Green Dot's history has a lot of twists and turns I'm going to gloss over (it has been a poor investment since its 2011 IPO), however back in November, Green Dot announced they were entering into a transaction where they are separating the fintech business from the bank:

The fintech business that consumers are familiar with is going to a firm called Smith Ventures.  Bill Smith, founder of Smith Ventures, is a serial entrepreneur who had previously founded Insight Card Services, which he sold to GDOT in 2014 and Shipt which he sold to Target (TGT) in 2017 for $500MM.  After those transactions, in 2017 he helped fund/found CommerceOne (currently privately held), a de novo bank based in Alabama, whose leadership team came from First Partners Bank after it was acquired by Progress Bank (which merged with UCBI in 2023) that same year.  Smith is on the board of CommerceOne and presumably the architect behind this whole transaction, there are few articles floating around about him, he's a bit of a rags-to-riches story and seems to have a successful track record at a relatively young age of 40.

Pre-GDOT merger, CommerceOne appears to be a well run, albeit small, C&I focused community bank with an admirable efficiency ratio in the low 40s (question will be how well that scales).  Credit issues have been minimal since the bank started operations, ROE is ~14%, ROA is 1.4%, cost of funds is a little high at 2.99%, but the GDOT acquisition will help drive that number down considerably.
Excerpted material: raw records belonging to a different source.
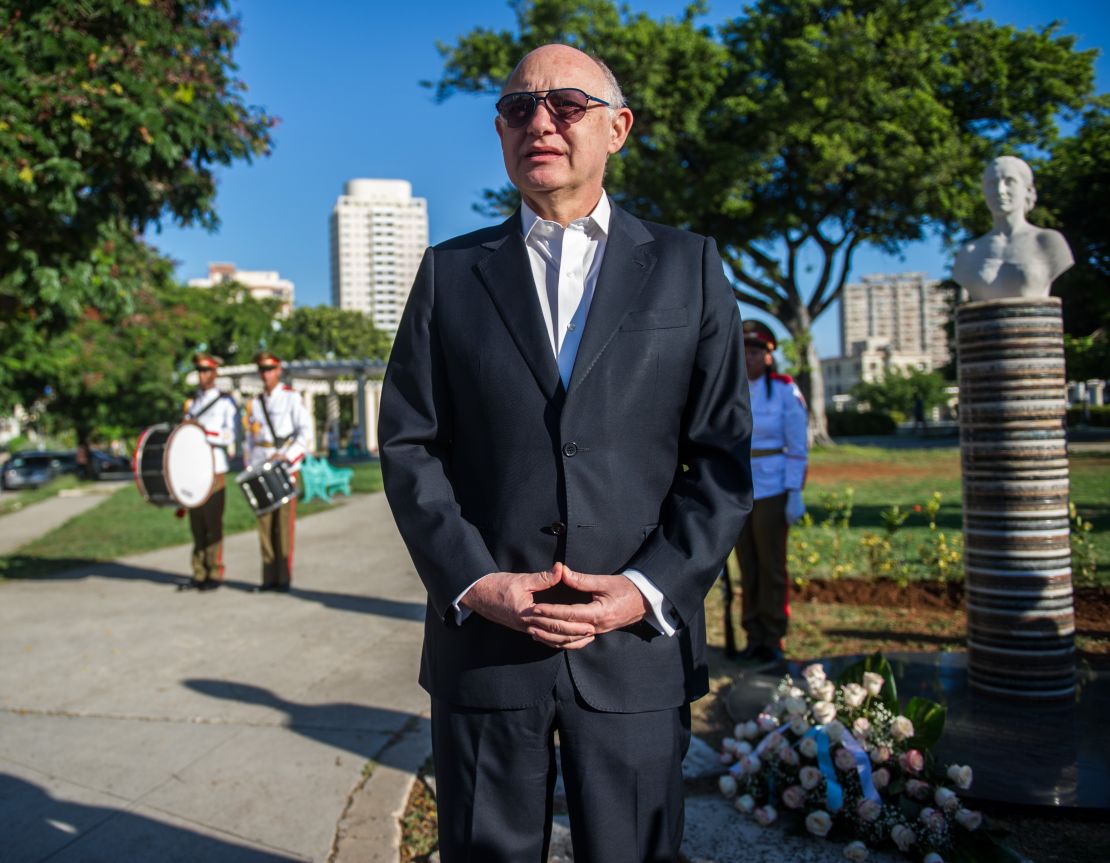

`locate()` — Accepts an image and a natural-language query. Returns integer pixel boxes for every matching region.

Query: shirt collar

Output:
[521,189,613,240]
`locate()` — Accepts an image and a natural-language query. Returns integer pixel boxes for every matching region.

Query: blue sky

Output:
[148,0,1110,357]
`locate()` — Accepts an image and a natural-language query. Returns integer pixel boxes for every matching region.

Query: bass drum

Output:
[235,460,296,515]
[132,420,215,510]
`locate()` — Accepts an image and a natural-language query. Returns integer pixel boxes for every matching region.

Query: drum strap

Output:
[259,393,289,450]
[186,392,228,419]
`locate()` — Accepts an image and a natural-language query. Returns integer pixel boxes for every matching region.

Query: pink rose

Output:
[890,824,917,854]
[898,749,925,774]
[783,785,806,809]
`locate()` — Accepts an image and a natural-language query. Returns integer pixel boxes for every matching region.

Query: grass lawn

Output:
[790,446,1110,584]
[0,473,81,515]
[0,461,382,579]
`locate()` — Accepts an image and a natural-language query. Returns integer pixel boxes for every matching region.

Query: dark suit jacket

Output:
[379,207,751,712]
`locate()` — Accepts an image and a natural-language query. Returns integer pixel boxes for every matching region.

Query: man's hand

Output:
[525,563,650,650]
[460,571,589,635]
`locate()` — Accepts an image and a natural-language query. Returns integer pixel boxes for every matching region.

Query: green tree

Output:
[435,0,1094,440]
[0,0,273,409]
[274,305,392,360]
[851,369,948,417]
[1033,98,1110,380]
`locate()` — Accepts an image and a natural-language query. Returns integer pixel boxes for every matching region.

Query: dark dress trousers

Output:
[379,199,751,860]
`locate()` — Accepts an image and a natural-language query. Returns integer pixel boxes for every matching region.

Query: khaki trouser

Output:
[259,498,296,588]
[736,492,790,648]
[189,473,225,582]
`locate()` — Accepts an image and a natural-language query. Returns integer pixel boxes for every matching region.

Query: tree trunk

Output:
[787,304,834,446]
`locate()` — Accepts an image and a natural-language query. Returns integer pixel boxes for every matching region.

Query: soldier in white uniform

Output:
[728,320,809,662]
[244,351,309,593]
[178,352,239,591]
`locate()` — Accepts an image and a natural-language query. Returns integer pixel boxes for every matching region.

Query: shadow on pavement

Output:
[182,678,431,770]
[0,773,297,863]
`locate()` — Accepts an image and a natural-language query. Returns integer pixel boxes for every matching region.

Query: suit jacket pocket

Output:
[620,305,688,332]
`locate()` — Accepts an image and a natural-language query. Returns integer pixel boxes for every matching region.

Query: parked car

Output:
[0,450,77,489]
[89,450,131,480]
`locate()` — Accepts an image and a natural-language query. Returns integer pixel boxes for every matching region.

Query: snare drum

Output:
[235,459,296,515]
[133,420,215,510]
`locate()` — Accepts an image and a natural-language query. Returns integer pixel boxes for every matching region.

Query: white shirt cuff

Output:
[451,572,490,626]
[622,570,682,638]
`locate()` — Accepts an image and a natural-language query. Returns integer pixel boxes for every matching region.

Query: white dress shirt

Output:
[454,198,677,635]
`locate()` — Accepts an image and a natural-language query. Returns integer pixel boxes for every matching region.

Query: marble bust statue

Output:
[952,155,1074,302]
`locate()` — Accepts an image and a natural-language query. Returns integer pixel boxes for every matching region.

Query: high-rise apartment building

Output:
[840,272,950,369]
[331,180,427,333]
[189,263,293,318]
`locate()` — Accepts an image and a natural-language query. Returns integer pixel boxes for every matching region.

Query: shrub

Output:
[827,411,898,438]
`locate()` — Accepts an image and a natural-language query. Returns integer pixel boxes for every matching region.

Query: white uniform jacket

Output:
[244,384,309,473]
[185,387,239,473]
[748,372,809,500]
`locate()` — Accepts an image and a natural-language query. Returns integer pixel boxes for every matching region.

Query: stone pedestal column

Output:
[956,298,1076,700]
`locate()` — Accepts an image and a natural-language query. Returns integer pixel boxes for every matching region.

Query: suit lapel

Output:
[477,211,563,400]
[568,205,656,395]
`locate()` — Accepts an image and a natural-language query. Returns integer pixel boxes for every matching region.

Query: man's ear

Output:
[608,108,633,155]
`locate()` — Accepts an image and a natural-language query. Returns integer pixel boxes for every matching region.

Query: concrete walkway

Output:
[0,494,427,863]
[0,494,901,863]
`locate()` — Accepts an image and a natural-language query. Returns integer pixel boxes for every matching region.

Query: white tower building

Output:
[331,180,427,333]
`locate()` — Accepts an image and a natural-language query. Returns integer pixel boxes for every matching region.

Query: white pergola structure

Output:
[185,360,385,455]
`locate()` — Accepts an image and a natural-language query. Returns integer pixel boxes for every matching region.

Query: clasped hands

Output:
[462,563,650,650]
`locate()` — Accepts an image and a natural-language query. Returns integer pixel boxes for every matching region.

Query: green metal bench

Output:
[301,455,354,503]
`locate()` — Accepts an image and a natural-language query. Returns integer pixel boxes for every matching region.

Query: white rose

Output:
[753,804,778,827]
[806,809,833,836]
[932,787,960,812]
[890,824,917,854]
[809,680,836,701]
[840,683,867,708]
[825,720,848,743]
[890,716,914,741]
[948,764,971,791]
[956,809,982,830]
[801,662,826,686]
[784,695,806,720]
[814,701,836,725]
[864,671,886,695]
[856,797,882,822]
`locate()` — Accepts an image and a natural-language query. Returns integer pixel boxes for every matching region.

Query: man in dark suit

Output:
[380,46,751,863]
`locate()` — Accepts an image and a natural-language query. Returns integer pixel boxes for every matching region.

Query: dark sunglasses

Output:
[497,87,609,129]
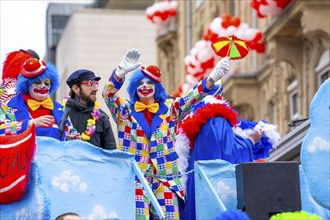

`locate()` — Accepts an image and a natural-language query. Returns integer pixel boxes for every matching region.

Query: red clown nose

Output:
[22,58,46,78]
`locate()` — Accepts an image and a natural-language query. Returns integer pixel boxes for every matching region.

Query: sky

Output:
[0,0,93,74]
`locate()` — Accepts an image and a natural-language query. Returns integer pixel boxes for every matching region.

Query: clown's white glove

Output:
[209,57,229,82]
[116,49,140,78]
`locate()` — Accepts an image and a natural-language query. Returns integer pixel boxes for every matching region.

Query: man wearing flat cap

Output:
[102,49,229,219]
[66,69,117,150]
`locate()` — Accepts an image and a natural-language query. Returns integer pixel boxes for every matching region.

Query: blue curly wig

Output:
[127,68,167,103]
[16,63,60,95]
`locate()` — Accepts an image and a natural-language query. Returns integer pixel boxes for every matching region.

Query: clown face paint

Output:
[29,79,51,101]
[137,78,155,99]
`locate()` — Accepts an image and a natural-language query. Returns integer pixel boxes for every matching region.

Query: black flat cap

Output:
[66,69,101,88]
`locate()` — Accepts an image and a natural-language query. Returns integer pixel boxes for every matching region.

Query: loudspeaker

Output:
[235,162,301,220]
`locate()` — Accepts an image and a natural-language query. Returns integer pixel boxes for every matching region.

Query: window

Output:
[287,80,299,120]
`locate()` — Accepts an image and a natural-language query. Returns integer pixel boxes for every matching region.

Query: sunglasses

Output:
[80,80,99,89]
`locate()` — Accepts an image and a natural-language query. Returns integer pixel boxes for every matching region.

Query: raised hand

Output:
[116,49,141,79]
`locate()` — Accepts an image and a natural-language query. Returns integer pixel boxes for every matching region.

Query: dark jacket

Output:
[69,102,117,150]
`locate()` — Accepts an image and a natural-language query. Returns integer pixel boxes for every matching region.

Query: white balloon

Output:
[238,23,249,31]
[186,75,198,85]
[244,28,257,41]
[227,25,237,36]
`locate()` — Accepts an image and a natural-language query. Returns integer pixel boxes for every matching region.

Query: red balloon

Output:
[231,16,241,27]
[252,31,264,42]
[255,44,265,53]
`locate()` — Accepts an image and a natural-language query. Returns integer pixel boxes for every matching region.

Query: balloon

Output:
[201,57,214,72]
[276,0,291,8]
[181,83,192,93]
[259,5,270,16]
[186,75,198,85]
[197,48,213,63]
[210,17,222,34]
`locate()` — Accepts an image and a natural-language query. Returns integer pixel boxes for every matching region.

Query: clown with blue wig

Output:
[5,58,70,140]
[103,49,229,219]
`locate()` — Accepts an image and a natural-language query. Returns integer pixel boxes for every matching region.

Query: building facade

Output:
[157,0,330,160]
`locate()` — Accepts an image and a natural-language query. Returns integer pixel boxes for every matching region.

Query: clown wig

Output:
[127,68,167,103]
[16,63,60,95]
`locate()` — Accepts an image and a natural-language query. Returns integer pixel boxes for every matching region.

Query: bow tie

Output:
[27,98,54,111]
[134,101,159,113]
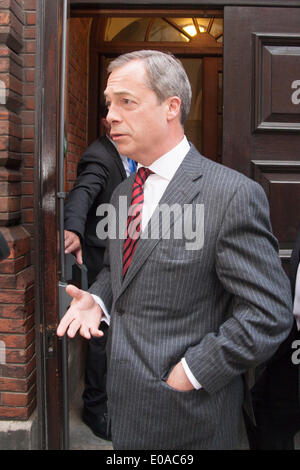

The M&A deck lays out the bull case pretty nicely, the proforma GDOT/CommerceOne's peer group trades at pretty heady multiples as the Bank-as-a-Service ("BaaS") business model provides the dual advantage of cheap deposits and significant non-interest (fee) income.  Peers like Pathward Financial (CASH) (Upstart and MoneyLion are partners) and The Bancorp (TBBK) (Chime is a partner) trade for 3.0x and 4.0x tangible book value respectively, including a wider peer set, CommerceOne outlines the potential TBV multiples the new bank could trade for:
With GDOT trading at $12.28/share, I have the stub value to the BankCo trading just under 70% of tangible book value, well below where similar (but more established) peers trade.
Bank mergers can be challenging, I imagine this one will be particularly so since pre-GDOT CommerceOne is acquiring a bank several times its size, has mostly a remote workforce no where near Birmingham and features integrating a completely new business model.  Other risks associated with proforma CommerceOne include exposure to Green Dot (7-year initial deal), Apple and WalMart concentration risk at the fintech level and regulatory risks associated with serving this customer base (although the CPFB has been significantly neutered).  I find this to be an attractive setup, the deal is expected to close mid-2026, it'll likely take another year or two for the bank to trade more inline with peers but has significant upside.